450 km avec un litre de bioéthanol

JOEL MATRICHE

samedi 21 avril 2012, 17:04

450 km avec un litre de bioéthanol

Fibre de carbone, aluminium, alliages spéciaux : l’Eco-motion ne peut se conduire qu’en position couchée © M Tonneau

Qui veut aller loin ménage sa monture : avec ses 36 kilos tout habillé – extincteur et équipement de sécurité compris –, sa coque en carbone, son châssis en aluminium et alliages spéciaux, l’Eco-Motion est tout en économies. Et ça marche puisque ce prototype conçu par les étudiants en électro-mécanique de la Haute école de la Province de Liège participera du 17 au 19 mai au Shell Eco-Marathon de Rotterdam. Sa consommation – un litre de bioéthanol pour 450 kilomètres – a de quoi faire rêver n’importe quel automobiliste.
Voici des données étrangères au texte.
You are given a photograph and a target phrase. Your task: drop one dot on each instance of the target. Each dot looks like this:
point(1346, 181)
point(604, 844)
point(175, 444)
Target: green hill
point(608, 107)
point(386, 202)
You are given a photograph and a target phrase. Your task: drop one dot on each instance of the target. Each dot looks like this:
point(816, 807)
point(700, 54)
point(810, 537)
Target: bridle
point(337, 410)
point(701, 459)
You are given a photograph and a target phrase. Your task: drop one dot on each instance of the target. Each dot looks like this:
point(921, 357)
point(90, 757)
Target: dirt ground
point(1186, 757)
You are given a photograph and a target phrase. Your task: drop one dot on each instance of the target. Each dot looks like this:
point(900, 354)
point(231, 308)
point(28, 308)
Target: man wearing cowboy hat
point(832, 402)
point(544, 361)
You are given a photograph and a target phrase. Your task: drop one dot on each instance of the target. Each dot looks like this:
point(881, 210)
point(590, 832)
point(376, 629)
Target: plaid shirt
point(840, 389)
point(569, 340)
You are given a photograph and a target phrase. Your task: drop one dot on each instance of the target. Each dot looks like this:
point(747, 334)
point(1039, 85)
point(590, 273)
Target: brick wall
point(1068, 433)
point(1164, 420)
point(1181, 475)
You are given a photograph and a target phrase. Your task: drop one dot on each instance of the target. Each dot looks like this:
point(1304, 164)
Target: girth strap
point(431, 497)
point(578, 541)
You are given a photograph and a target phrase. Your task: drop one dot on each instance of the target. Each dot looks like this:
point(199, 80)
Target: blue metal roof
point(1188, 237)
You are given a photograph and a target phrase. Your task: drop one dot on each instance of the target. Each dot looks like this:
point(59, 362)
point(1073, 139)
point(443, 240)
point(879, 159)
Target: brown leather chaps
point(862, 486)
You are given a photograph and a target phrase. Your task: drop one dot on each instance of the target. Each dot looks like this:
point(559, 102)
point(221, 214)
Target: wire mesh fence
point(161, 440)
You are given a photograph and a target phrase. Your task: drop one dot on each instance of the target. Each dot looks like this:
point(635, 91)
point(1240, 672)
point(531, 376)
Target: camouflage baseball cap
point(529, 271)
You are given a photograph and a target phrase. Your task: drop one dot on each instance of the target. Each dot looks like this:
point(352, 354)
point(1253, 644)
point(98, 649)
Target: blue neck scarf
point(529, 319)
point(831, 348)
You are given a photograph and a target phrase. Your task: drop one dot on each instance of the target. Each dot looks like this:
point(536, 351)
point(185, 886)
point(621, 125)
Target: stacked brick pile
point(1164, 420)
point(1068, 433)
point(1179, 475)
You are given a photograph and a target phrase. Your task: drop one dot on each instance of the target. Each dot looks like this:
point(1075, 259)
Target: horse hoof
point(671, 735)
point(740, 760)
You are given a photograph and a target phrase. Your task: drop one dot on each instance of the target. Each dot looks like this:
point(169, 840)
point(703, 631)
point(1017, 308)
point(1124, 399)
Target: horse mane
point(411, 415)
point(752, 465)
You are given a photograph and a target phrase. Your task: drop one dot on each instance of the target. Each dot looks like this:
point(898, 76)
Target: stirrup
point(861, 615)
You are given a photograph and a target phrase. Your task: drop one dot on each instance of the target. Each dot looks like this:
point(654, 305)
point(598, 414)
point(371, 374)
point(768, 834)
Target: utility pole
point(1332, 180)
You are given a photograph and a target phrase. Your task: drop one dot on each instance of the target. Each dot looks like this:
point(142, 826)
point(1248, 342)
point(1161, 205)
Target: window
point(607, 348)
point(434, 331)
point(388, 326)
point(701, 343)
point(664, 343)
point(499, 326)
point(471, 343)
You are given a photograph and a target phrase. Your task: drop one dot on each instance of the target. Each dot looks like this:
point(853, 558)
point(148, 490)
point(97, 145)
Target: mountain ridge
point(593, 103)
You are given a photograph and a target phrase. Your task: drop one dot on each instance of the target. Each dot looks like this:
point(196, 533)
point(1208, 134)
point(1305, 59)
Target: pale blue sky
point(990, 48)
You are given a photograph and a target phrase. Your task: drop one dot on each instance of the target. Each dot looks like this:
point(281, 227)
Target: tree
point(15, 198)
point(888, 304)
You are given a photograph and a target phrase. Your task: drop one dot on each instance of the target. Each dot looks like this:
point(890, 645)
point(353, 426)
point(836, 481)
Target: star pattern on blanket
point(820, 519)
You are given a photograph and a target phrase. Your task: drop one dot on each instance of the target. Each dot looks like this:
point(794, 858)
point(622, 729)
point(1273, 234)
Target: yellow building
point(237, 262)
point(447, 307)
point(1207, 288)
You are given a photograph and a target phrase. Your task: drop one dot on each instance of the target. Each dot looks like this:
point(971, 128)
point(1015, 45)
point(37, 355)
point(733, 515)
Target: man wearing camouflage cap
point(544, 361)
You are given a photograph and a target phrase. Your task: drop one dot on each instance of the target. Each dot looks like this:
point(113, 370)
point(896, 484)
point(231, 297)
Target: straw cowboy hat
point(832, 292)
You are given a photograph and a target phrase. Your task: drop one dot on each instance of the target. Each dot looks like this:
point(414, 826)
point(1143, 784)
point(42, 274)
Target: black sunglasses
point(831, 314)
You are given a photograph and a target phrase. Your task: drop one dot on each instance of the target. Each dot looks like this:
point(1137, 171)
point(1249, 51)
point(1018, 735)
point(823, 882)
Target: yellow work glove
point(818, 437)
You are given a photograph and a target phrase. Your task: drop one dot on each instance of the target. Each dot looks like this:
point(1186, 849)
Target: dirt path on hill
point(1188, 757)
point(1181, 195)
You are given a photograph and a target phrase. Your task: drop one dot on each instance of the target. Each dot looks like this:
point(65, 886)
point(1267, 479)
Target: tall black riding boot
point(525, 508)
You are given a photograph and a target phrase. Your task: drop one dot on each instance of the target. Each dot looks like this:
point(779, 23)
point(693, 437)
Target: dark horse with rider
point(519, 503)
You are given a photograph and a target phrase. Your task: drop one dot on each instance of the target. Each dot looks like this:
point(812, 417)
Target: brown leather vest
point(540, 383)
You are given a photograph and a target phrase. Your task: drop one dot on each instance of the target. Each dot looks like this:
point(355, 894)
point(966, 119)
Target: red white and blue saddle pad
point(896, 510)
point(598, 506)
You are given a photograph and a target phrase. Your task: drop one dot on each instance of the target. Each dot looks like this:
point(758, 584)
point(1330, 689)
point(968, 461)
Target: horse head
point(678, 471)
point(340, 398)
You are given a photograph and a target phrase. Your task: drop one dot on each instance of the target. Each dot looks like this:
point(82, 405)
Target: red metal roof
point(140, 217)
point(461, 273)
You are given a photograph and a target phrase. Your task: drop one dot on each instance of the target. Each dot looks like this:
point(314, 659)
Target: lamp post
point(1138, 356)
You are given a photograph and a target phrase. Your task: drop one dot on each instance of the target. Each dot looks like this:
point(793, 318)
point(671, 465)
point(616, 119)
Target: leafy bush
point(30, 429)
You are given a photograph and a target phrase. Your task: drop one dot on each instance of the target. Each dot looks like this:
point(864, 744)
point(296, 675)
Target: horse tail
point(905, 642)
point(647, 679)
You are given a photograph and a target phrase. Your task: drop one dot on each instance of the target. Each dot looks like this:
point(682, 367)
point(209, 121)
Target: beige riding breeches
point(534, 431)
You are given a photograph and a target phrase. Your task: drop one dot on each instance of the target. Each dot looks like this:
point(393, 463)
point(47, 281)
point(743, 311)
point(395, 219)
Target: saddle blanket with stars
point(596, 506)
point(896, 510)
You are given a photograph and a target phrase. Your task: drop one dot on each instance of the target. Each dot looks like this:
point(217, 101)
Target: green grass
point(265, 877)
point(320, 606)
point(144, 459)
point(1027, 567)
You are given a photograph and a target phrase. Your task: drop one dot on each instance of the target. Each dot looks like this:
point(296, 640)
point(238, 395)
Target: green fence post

À l’origine, l’envie de mobiliser les étudiants du bac en électro-mécanique autour d’un projet concret et porteur de sens. « Nous nous sommes inscrits une première fois à cet Eco-Marathon l’année passée, raconte leur professeur, Pierre Louys. Il avait fallu se dépêcher : en trois mois, les principales études avaient été faites et le prototype était construit. Avec un résultat honorable. Cette année, avec d’autres étudiants en électro-mécanique, en informatique système et en communication, nous tentons d’améliorer le véhicule et ses performances. »

Guillaume Biset, un étudiant de deuxième année, a par exemple pris en charge la conception d’un train avant réglable. « Maintenant, c’est terminé, dit-il. Je donne désormais un coup de main sur le moteur, pour le réglage de l’allumage et de l’injection notamment. » Week-ends, congés scolaires et même nuits complètes ne sont plus à l’agenda, concèdent-ils de bonne grâce : il faut dessiner, calculer, ajuster, régler, usiner sans cesse. Mathieu De Prez, étudiant de deuxième année lui aussi, a spécialement conçu des moyeux en aluminium qui se fixent sur une jante de carbone, elle-même dessinée par un autre étudiant dans le cadre de son travail de fin d’études. Les futurs informaticiens, eux, embarquent dans le véhicule un enregistreur de données… Ce sont ces données qui, lorsqu’elles ont été traitées, permettront d’adapter la conduite pour faire baisser la consommation. « Il s’agit notamment de choisir la vitesse maximale à laquelle doit rouler le véhicule pour que la consommation soit la plus basse possible, complète Pierre Louys. Lorsque cette vitesse est atteinte, le véhicule avance en roue libre jusqu’à un seuil minimal. Ces vitesses, maximale et minimale, dépendent fortement des vents et doivent être calculées avec précision. »

L’objectif, lors de la compétition est de parcourir vingt-cinq kilomètres à 30 km/h en consommant le moins de carburant possible. Le réservoir de l’Eco-Motion, de 100 ml à peine, suffit donc amplement à boucler le circuit. Mais les équipages les plus performants parviennent à une consommation d’un litre d’éthanol – ou de son équivalent – pour… 4.500 à 5.500 kilomètres.